14-nm-Fertigung für zwei weitere Kunden startet bald

Interessant sind zudem die von Jha geäußerten Details zur Serienfertigung von Chips mit 14-nm-FinFET-Technik: Für einen Kunden ist diese bereits angelaufen, nach aktuellem Stand dürften das Apple oder Samsung sein, also der A9-Chip, wie er im iPhone 6S steckt oder der Exynos 7240 des Galaxy S6. Noch in diesem Jahr soll ein zweiter Kunde hinzukommen, ein dritter Anfang 2016. Da AMD im Juli dieses Jahres den Tape-Out von FinFET-Designs ankündigte, ist es wahrscheinlich, dass eines davon in den nächsten Monaten in Serie geht.
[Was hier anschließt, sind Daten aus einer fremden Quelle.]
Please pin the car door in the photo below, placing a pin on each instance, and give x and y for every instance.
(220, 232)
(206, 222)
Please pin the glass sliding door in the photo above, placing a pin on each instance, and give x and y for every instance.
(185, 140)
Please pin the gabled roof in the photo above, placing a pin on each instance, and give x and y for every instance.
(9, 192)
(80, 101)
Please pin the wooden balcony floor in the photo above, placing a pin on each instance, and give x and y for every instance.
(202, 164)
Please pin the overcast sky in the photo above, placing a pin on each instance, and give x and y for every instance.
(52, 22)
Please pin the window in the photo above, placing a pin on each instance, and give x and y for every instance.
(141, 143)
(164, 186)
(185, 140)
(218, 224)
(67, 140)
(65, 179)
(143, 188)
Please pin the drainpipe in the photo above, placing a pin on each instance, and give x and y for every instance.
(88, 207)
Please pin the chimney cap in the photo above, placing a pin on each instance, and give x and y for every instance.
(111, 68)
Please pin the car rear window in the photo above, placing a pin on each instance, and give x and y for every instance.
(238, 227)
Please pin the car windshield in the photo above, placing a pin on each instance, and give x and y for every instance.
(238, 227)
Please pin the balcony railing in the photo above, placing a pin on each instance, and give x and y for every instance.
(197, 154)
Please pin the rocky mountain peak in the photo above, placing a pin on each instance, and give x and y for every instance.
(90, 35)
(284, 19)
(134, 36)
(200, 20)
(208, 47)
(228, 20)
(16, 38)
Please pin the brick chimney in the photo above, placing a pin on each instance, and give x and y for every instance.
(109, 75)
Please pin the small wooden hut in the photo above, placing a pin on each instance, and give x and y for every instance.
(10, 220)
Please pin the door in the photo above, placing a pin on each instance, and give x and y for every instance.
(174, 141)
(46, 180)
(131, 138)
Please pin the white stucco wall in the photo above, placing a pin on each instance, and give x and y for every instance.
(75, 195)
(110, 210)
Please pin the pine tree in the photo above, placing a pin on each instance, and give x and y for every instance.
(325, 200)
Offen bleibt, welches Design es ist: Denkbar sind Prozessoren auf Basis der Zen-Architektur oder Grafikchips der neuen Generation, die unter dem Codenamen Artic Islands entwickelt wurden. Angesichts bisheriger Verträge ist beides wahrscheinlich. Ein Teil der GPUs dürfte jedoch auch bei der TSMC produziert werden - genauso wie Nvidias Pascal-basierte GPUs.